Als das kleine Mädchen eine Minute nach der Geburt für tot erklärt wurde, die Mutter jedoch mehr oder minder wohlauf war, konnte Ernandes Kraieske trotz seiner Trauer endlich aufatmen. Über Monate hinweg hatte der 23-jährige Brasilianer um Leib und Leben seiner vier Jahre jüngeren Frau Brendha Soares gefürchtet. Die Geburt am Mittwoch (11.) in Cuiabá im Bundesstaat Mato Grosso war von Komplikationen überschattet, auch die letzten Wochen der Schwangerschaft waren keineswegs unkritisch gewesen.
Bereits in einem frühen Stadium war im Rahmen einer Routineuntersuchung bei dem Fötus Anenzephalie diagnostiziert worden. Die Schädeldecke war nicht geschlossen und auch das Gehirn fehlte fast vollständig. Ein solches Kind ist nach allgemeiner medizinischer Auffassung nicht lebensfähig und stirbt in der Regel bereits kurz nach der Geburt. Das junge Paar beschloss daher, Leid für Kind und Mutter zu beenden und das Baby nicht auszutragen.

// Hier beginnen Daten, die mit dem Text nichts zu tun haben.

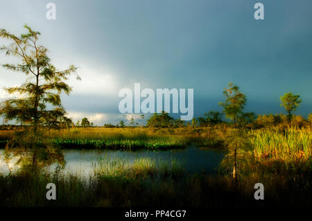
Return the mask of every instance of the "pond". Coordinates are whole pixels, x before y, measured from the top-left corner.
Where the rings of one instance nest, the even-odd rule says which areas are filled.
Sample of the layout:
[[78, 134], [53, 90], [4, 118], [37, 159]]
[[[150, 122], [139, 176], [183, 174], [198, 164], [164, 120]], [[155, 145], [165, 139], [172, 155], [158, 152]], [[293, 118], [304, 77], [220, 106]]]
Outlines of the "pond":
[[[3, 156], [3, 150], [1, 150], [0, 156]], [[192, 145], [185, 149], [166, 151], [64, 150], [63, 154], [66, 161], [64, 172], [89, 177], [93, 174], [92, 164], [98, 159], [105, 157], [111, 159], [123, 159], [126, 160], [128, 163], [132, 163], [135, 159], [140, 158], [150, 158], [155, 160], [155, 166], [164, 163], [171, 165], [171, 161], [175, 161], [182, 164], [185, 170], [191, 173], [199, 173], [203, 170], [207, 173], [215, 173], [217, 172], [225, 152]], [[14, 161], [13, 159], [9, 166], [12, 167]], [[55, 166], [51, 166], [50, 170], [53, 170]], [[2, 159], [0, 159], [0, 173], [8, 173], [8, 166]]]

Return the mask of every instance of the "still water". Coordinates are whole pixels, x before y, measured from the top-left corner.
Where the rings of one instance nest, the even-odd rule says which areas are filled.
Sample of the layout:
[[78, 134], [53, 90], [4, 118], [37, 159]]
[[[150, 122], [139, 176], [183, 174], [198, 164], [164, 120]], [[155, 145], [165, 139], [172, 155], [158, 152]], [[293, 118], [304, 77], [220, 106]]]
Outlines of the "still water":
[[[3, 157], [3, 150], [0, 150], [1, 157]], [[107, 157], [111, 159], [123, 159], [128, 163], [132, 163], [135, 159], [140, 158], [150, 158], [155, 161], [155, 166], [160, 163], [171, 165], [171, 161], [173, 160], [182, 164], [187, 171], [191, 173], [201, 172], [203, 170], [207, 173], [214, 173], [217, 172], [225, 152], [221, 150], [190, 146], [182, 150], [166, 151], [64, 150], [63, 154], [66, 161], [63, 172], [89, 177], [93, 174], [92, 164], [100, 158]], [[14, 168], [15, 161], [15, 161], [13, 159], [9, 166]], [[15, 168], [17, 168], [15, 166]], [[50, 170], [53, 171], [54, 168], [54, 166], [51, 166]], [[2, 157], [0, 159], [0, 173], [8, 173], [8, 165]]]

Ernandes bemühte sich nach Kenntnis der Behinderung um eine richterliche Entscheidung für einen legalen Schwangerschaftsabbruch. Dieser ist in Brasilien jedoch nur dann erlaubt, wenn die Schwangerschaft durch eine Vergewaltigung ausgelöst wurde oder das Leben der Mutter durch das Austragen des Kindes gefährdet ist. Andernfalls droht allen Beteiligten bis zu zehn Jahre Haft.
So sahen es auch die zuständigen Richter in Cuiabá. Sie lehnten daher ziemlich zügig einen Abort ab. Ein umgehend angestrebtes Berufungsverfahren ist jedoch noch anhängig. Obwohl das Kind mittlerweile bereits geboren wurde – und gestorben ist. Ernandes fühlt sich durch die Justiz seines Landes mehr als „bestraft“. Monatelang musste er mit der Gewissheit leben, dass seine Tochter sterben wird. Und mit der Angst umgehen, dass seine Frau dies ebenfalls nicht überleben könnte.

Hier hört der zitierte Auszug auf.